Saturday's Guardian Review carried an interesting piece by Chimamanda Ngozi Adichie (author of Orange Prize shortlisted Purple Hibiscus and the new Half of a Yellow Sun). In it she examines historical validation of/accuracy in fiction (specifically war fiction), and looks at some of the books which, despite themselves, taught her about a time and place while keeping her engrossed in the fictive story and characters. Adichie writes:
The novels I love, the ones I remember, the ones I re-read, have an empathetic human quality, or "emotional truth". This quality is difficult to fully define, but I always recognise it when I see it: it is different from honesty and more resilient than fact, something that exists not in the kind of fiction that explains but in the kind that shows.
She relates this to Shimmer Chinodya's excellent Harvest of Thorns:
What struck me most...was that I emerged from it with a complex portrait of Zimbabwe's war of independence from - at last - the point of view of black people without ever feeling as if I had been lectured.
This feeling of not being lectured I also agree is an important part of really good fiction. Pedantic, hectoring, lecturing fiction (particularly about issues, subjects or parts of the world I am not familiar with) is boring, and will definitely lead me to give up on a book. But a writer who manages to convey a richly textured background as part of the story, through descriptions of the landscape - both geographic and political - and also through the complexity of characters, now that makes for a great kind of fiction. Of course, can I think of brilliant examples right now off the top of my head?! I'll have a think, and let you know later.
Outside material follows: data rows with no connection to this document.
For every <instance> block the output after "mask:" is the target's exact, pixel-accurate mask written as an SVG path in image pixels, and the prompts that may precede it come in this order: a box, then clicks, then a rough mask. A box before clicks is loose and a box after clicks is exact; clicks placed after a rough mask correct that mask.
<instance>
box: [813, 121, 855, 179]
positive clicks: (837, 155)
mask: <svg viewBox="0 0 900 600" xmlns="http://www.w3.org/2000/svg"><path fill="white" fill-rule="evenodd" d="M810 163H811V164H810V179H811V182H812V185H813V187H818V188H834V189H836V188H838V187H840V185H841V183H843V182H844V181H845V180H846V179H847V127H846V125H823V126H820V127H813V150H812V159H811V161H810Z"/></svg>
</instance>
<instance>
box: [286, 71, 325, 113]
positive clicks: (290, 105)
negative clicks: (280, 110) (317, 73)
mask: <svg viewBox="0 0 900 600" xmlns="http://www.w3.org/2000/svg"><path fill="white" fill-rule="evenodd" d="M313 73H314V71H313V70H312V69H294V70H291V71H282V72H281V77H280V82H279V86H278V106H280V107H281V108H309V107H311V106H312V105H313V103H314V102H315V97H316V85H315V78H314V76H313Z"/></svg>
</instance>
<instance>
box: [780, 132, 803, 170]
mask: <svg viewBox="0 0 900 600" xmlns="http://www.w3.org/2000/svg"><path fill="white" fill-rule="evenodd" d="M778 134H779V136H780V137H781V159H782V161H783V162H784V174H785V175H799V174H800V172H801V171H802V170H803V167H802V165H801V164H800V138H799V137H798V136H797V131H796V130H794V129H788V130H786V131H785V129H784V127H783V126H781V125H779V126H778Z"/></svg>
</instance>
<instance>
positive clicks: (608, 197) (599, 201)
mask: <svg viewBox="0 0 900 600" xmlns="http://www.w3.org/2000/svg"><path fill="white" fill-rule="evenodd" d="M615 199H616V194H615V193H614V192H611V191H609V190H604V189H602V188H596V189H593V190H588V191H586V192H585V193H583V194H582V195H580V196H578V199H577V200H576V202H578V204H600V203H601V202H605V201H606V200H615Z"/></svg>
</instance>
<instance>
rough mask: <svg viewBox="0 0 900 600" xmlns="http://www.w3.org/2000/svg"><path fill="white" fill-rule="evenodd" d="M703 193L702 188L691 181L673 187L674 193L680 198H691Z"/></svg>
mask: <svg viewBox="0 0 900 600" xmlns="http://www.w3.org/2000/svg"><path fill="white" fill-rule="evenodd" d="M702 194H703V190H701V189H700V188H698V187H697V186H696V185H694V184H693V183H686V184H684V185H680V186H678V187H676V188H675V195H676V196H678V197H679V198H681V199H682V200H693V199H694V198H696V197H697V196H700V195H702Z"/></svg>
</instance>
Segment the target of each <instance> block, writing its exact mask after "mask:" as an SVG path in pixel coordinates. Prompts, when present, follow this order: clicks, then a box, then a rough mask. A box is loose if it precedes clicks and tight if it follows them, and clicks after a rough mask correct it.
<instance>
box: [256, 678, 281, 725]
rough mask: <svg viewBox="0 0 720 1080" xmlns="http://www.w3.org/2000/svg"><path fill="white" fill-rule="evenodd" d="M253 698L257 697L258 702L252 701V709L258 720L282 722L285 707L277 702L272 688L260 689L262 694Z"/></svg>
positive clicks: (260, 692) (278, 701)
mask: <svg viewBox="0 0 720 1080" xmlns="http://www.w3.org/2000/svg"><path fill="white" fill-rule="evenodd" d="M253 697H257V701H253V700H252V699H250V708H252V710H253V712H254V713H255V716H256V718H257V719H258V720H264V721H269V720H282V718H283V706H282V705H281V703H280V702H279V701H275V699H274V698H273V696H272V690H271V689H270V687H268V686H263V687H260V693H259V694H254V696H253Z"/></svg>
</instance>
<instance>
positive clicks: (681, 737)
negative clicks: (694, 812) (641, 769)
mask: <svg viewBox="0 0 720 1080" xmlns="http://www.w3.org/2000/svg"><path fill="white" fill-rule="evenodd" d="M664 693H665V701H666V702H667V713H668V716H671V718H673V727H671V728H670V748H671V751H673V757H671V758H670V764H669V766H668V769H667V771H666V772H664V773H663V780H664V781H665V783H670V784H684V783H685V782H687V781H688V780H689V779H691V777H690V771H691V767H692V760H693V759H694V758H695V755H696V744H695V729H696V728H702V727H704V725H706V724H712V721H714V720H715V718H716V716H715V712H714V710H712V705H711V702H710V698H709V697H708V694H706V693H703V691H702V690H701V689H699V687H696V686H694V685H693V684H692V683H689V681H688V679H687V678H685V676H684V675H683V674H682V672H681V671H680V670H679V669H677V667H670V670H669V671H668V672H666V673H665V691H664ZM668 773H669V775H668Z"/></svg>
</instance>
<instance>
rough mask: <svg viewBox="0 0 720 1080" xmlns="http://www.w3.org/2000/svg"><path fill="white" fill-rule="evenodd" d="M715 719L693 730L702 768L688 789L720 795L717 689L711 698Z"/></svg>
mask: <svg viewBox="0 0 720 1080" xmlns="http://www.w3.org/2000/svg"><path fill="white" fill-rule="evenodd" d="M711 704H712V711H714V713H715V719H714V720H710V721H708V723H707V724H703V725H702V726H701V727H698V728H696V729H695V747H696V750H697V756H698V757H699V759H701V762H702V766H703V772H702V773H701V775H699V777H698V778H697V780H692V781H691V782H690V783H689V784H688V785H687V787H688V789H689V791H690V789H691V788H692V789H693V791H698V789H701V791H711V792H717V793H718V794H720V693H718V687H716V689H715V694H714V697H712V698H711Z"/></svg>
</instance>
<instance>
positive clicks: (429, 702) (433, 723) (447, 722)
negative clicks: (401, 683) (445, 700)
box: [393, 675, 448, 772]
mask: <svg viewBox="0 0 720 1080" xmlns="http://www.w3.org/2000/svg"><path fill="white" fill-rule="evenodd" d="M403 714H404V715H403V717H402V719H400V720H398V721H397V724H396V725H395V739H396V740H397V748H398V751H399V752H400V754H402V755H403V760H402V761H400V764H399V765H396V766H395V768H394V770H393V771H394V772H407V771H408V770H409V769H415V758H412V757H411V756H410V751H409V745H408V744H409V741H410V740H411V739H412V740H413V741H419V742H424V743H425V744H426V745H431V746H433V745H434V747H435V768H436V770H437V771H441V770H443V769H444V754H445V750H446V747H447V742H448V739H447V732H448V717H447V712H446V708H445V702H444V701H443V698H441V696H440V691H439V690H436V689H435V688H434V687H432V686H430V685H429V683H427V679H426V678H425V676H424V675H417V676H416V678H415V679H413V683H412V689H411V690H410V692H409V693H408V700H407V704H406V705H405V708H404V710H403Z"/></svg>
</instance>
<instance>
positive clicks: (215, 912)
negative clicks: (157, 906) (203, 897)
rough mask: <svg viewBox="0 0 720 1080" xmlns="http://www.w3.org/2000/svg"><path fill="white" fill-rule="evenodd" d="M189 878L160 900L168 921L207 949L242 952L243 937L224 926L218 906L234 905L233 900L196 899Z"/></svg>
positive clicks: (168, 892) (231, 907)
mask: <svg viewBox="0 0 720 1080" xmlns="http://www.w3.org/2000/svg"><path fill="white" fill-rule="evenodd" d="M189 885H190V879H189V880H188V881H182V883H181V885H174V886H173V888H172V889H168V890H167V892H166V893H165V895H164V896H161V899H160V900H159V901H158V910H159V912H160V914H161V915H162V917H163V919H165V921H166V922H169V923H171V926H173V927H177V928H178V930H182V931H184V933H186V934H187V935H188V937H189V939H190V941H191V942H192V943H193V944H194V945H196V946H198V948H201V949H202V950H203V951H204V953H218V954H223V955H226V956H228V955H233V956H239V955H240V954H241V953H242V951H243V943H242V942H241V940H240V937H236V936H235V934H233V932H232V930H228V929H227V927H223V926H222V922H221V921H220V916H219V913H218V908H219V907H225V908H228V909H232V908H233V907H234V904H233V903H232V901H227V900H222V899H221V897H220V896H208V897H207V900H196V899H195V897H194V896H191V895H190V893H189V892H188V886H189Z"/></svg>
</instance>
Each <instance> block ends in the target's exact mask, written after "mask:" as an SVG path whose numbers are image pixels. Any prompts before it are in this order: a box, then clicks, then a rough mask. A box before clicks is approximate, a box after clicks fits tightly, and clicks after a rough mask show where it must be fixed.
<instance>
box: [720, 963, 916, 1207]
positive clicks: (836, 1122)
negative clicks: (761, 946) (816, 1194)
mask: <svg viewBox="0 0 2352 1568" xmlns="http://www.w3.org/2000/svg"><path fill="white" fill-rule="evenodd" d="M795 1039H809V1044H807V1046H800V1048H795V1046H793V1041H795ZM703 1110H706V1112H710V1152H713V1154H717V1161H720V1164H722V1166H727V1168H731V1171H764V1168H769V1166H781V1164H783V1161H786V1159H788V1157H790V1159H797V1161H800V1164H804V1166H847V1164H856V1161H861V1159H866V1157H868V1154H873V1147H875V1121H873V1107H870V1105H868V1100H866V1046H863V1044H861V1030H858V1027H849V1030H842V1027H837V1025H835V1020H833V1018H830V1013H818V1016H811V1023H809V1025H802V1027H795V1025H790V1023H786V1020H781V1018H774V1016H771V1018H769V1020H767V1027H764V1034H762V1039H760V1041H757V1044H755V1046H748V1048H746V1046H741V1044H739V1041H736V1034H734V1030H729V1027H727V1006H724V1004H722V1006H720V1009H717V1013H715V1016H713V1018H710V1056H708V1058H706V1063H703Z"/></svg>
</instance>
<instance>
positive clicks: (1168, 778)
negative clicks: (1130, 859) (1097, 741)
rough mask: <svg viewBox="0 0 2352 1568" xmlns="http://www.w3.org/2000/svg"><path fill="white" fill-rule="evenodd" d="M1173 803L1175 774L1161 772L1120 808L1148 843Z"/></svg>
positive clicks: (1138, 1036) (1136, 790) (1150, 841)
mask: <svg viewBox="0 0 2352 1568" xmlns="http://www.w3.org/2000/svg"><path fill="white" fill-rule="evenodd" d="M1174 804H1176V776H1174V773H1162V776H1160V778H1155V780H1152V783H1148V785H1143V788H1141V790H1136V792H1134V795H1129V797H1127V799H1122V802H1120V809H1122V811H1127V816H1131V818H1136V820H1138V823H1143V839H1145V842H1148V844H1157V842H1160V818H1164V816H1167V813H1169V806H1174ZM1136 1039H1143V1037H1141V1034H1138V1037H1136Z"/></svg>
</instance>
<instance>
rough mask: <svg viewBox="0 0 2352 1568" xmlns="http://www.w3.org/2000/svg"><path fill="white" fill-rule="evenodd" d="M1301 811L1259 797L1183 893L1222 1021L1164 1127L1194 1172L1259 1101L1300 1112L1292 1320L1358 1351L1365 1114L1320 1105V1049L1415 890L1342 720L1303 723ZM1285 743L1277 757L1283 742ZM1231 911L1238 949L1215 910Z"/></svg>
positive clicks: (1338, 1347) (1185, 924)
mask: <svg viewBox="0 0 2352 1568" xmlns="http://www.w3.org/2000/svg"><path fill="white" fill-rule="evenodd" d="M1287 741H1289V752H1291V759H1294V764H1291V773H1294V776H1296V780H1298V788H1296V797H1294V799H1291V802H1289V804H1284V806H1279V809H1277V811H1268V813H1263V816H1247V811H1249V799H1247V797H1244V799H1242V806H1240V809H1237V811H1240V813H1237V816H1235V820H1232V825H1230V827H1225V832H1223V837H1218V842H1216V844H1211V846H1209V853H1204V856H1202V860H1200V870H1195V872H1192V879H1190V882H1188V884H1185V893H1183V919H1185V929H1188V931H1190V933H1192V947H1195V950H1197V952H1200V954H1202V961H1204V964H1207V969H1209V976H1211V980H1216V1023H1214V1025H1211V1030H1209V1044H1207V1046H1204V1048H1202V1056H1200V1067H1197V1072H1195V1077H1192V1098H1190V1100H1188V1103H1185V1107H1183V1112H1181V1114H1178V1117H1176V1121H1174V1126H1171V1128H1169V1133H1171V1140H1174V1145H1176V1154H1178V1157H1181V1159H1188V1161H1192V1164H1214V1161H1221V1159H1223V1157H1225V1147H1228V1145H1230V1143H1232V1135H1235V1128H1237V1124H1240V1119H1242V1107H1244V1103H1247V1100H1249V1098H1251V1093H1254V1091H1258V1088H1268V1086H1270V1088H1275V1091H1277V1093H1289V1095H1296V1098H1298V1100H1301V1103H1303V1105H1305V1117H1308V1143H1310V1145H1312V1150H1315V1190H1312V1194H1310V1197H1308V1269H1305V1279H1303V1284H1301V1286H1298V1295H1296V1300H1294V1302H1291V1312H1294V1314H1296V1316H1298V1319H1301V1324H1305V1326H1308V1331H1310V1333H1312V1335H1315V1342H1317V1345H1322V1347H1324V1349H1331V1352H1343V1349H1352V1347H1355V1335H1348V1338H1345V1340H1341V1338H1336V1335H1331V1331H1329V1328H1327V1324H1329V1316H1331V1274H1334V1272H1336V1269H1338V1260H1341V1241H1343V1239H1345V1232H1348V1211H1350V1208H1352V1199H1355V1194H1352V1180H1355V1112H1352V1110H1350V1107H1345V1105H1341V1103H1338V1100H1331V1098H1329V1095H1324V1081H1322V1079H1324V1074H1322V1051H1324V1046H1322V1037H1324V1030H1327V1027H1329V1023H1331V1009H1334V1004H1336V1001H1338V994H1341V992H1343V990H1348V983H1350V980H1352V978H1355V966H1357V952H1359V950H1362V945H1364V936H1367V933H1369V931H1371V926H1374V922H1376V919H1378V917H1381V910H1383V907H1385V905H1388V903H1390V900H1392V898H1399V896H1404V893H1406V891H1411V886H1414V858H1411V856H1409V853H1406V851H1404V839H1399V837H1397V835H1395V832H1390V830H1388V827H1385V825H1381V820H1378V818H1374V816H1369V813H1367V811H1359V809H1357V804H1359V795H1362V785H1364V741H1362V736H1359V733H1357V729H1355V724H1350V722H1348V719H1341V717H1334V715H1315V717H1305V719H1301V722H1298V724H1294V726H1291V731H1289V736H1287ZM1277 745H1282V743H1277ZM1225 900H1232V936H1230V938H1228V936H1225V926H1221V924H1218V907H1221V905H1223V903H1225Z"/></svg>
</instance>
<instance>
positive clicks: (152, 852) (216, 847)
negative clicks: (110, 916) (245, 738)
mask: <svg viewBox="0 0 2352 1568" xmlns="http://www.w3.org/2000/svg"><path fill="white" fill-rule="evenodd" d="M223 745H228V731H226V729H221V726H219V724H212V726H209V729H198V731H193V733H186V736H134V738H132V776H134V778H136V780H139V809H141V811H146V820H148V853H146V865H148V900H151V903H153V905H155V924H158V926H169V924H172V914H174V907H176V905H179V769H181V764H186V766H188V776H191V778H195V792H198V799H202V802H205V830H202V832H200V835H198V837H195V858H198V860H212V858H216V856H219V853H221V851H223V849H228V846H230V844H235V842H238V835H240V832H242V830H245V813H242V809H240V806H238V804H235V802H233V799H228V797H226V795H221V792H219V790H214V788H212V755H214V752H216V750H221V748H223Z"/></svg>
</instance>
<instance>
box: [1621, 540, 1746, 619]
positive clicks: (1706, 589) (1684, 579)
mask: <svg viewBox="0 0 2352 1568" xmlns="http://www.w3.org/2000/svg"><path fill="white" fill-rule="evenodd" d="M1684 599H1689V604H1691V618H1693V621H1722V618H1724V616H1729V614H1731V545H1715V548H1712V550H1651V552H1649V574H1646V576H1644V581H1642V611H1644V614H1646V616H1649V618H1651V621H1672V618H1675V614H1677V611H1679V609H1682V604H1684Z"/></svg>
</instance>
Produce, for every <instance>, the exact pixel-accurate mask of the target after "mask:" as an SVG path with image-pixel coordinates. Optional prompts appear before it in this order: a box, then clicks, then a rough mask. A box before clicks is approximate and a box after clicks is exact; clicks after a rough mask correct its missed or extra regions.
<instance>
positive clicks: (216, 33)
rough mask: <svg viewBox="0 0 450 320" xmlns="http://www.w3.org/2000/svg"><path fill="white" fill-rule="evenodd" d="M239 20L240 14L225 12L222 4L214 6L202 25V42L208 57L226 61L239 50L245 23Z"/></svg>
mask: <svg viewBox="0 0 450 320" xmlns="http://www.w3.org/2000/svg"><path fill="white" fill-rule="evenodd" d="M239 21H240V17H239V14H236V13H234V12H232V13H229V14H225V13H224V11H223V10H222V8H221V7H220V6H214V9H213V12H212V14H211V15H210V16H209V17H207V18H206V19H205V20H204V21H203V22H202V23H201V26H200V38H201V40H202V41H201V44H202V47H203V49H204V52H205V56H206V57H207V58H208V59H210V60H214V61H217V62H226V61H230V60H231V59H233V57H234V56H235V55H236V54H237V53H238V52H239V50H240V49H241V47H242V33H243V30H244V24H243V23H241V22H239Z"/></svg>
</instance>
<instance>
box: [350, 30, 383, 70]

An additional issue Adichie raises which has nothing to do with writing itself, except in passing as a common theme across African fiction and with an everyday emotional resonance across the continent, is this:
The wonderfully restrained sense of deep disappointment underlying Chinodya's narrative reminded me of how similar the histories of many African countries are, how passionately people believed in ideas that would disappoint them, in people that would betray them, in futures that would elude them.
In recent weeks, Archbishop Desmond Tutu (most recent book published is GOD HAS A DREAM: A VISION OF HOPE FOR OUR TIME) has frequently appeared in the British and South African press. I suspect this is in the run-up to the nobel laureate's birthday next month. In a recent article in the South African Mail & Guardian, Tutu echoes some of the disappointment Adichie describes:
"In the struggle, people overwhelmingly were altruistic. They were clear they were striving not to subjugate anybody but to throw off the shackles of oppression and injustice, to usher in a new age of freedom for everyone.

"I naively believed that come liberation these ideals and attitudes would automatically be transferred to how you operated in the new dispensation. And there's no question at all, it is a very disillusioning moment when you discover that we jettisoned very, very quickly those high ideals and this sense that you were there for the sake of a struggle and not for your own aggrandisement. The most devastating thing is discovering that we are ordinary, we are so human. We have succumbed to the same kind of temptations. We are not a special breed. We have feet of clay."

Weary and vexed as he is over such issues as corruption, crime and Aids, Tutu still raises a ringingly optimistic view of his nation's future.

"We are regarded with awe and admiration for showing the world that it is possible for those who had been involved in bloody conflict to evolve into comrades; to undergo the metamorphosis of the repulsive caterpillar into the gorgeous butterfly by opting for the path of forgiveness and reconciliation instead of retaliation, retribution and revenge. Let us become what we are, the rainbow people of the God, proud of our diversity, celebrating our differences that make not for separation and alienation but for a gloriously rich unity." - Guardian Unlimited © Guardian Newspapers Limited 2006
While dismay and disappointment at the antics of our politicians and leaders lies thick on the ground across the continent, I have found it is a mutual feeling in the west too, if less likely to cost you your life. South Africa, thankfully, in recent years is a country where opposing the incumbent government does not result in torture and death (which certainly cannot be said of the previous Nationalist government). But it is the strong, unwavering voices of people like Desmond Tutu that keep it that way. Long may he reign as the "nation's conscience"!